OTHER CARDIAC ABNORMALITIES ASSOCIATED WITH INCREASED EPICARDIAL ADIPOSITY Several other manifestations of cardiac disease are associated with increased epicardial adiposity. Among women with chest pain and angiographically normal coronary arteries, increased epicardial fat thickness is associated with reduced coronary flow reserve.48 Traditional Framingham risk factors in this study were not predictive of microvascular dysfunction. An epicardial fat thickness greater than 0.45 cm had 85% sensitivity and 75% specificity in detecting a coronary flow reserve of less than 2 (P<.0001). Consistent with this finding is the observation that there is a negative linear relationship between epicardial fat thickness and flow-mediated dilatation at the brachial artery, suggesting that endothelial dysfunction worsens as epicardial fat thickness increases.49 In patients with metabolic syndrome, hepatic steatosis, and increased epicardial adiposity, the myocardial phosphorylation potential (a measure of how efficiently adenosine triphosphate can be regenerated by mitochondrial oxidative phosphorylation to meet intramyocellular energy demands) is markedly reduced, despite normal left ventricular morphology as well as normal systolic and diastolic function.50 Epicardial fat mass is associated with decreased left ventricular circumferential shortening and reduced regional systolic function51 and, as it expands and increases in mass, increases the workload of cardiac pumping activity.23 Patients with metabolic syndrome and increased epicardial fat thickness have blunted recovery of heart rate after a maximal graded exercise stress test.52 Of interest, epicardial fat thickness of 5.5 mm or more correlates with blunting of heart-rate recovery with 84% sensitivity and 52% specificity.
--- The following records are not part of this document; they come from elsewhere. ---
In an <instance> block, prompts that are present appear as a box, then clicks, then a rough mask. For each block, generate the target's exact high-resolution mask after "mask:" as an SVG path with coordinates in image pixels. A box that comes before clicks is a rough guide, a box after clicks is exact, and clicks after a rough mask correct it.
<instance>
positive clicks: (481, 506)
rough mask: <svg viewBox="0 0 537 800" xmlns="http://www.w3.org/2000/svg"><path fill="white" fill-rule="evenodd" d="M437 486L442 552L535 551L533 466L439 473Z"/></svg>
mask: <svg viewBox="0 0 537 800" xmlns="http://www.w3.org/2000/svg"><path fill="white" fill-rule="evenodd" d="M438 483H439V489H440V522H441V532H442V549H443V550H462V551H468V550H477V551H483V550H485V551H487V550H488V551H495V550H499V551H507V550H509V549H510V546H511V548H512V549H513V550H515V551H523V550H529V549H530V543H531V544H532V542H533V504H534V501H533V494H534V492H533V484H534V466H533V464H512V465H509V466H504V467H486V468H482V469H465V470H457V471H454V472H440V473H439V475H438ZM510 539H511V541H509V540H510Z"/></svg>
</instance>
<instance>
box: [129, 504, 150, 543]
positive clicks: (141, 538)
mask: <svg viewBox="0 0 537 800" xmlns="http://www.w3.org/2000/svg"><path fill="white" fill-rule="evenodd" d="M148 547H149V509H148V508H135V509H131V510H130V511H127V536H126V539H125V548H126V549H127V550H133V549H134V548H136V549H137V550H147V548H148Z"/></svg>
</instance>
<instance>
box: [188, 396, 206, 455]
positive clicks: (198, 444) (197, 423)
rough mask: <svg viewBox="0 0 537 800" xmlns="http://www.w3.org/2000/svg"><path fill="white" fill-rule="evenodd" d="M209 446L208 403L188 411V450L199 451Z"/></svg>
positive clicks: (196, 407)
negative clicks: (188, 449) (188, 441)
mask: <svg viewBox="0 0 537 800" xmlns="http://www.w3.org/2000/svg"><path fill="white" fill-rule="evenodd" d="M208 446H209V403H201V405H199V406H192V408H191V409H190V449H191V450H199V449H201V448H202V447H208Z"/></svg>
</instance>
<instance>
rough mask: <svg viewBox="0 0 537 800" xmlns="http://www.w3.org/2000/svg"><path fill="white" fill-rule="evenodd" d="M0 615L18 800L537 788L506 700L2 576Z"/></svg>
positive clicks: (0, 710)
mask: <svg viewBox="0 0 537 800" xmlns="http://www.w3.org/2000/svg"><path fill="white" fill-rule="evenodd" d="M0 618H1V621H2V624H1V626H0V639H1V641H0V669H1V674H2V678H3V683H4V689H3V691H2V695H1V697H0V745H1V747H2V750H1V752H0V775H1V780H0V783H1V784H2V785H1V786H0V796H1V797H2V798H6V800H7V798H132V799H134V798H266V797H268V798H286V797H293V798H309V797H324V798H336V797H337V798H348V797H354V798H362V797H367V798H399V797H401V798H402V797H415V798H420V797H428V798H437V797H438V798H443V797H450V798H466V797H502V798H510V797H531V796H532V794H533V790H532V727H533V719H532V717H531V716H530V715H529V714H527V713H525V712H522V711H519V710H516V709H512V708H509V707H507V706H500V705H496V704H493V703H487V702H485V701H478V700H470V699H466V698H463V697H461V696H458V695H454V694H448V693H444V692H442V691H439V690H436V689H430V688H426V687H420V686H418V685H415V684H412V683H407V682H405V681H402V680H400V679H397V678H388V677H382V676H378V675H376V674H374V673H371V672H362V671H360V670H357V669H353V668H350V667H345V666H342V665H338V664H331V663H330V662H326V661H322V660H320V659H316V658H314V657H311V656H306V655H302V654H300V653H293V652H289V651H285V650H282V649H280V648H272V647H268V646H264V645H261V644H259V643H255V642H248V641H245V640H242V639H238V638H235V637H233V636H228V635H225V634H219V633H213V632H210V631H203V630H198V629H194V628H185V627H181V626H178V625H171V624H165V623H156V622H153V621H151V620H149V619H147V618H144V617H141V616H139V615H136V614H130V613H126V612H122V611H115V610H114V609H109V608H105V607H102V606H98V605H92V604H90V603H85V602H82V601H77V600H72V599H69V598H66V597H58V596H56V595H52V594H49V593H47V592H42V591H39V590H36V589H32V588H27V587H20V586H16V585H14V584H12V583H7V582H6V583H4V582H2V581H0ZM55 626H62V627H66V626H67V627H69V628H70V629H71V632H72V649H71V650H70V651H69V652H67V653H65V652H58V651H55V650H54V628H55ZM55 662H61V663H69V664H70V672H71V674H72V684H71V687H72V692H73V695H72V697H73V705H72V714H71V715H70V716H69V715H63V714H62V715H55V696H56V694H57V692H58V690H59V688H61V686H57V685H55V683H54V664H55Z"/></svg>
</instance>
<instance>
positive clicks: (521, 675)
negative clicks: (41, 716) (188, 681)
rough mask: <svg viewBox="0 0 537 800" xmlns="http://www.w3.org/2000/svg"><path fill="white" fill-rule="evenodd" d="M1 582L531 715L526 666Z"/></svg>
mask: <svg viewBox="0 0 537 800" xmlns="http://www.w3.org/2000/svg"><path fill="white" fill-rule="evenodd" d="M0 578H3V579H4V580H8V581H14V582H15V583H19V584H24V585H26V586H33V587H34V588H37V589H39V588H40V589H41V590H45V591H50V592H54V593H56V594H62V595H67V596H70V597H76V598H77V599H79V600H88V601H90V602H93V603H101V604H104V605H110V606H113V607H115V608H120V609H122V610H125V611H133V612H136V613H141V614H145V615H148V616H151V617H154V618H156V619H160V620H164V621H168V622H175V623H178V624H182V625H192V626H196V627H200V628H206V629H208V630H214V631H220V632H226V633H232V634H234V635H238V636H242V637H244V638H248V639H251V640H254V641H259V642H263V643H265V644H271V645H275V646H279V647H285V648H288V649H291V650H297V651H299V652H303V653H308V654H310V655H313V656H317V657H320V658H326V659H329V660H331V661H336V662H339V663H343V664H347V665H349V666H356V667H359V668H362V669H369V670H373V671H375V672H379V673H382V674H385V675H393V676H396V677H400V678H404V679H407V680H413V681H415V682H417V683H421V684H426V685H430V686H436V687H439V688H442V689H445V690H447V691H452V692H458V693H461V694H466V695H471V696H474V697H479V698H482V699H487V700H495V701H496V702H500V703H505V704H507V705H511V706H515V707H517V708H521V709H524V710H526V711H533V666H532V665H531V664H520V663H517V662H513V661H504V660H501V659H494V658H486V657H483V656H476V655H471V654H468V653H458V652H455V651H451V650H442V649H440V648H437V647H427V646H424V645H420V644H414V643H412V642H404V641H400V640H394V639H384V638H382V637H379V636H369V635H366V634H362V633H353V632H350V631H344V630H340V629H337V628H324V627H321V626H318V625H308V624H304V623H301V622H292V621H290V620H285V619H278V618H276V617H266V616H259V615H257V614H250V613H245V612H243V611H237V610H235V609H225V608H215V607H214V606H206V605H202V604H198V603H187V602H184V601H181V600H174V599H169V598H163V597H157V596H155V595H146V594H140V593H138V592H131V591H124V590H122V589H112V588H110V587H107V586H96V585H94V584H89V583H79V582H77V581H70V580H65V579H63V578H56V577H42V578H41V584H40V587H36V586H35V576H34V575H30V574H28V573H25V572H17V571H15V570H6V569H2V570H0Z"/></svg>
Finally, increased epicardial fat has been proposed to increase predisposition to atrial arrhythmias.53 Increased epicardial fat is associated with increased fatty infiltration of the left atrium and pulmonary vein. Lin and colleagues53 suggest that the combination of these 2 fatty infiltrative phenomena is associated with an increase in ectopic foci, automaticity, triggered activity, and electrical and structural remodeling.
SUMMARY IR increases visceral organ steatosis caused by abnormalities in lipid trafficking and metabolism.
Expansion of epicardial fat thickness, volume, and mass are associated with all components of the metabolic syndrome. Epicardial fat can become insulin resistant and a potent source of lipids, adipokines that regulate insulin sensitivity, inflammatory mediators, and growth factors. Increased epicardial adiposity is associated with coronary atherosclerosis, endothelial dysfunction, reduced coronary flow reserve, impaired intramyocellular energy metabolism, and other cardiac abnormalities. Epicardial adiposity is a clinically significant structural and functional adverse sequela of IR. Epicardial adiposity constitutes an important focus of continued research, and may emerge as a target of therapy in patients with metabolic syndrome and/or DM.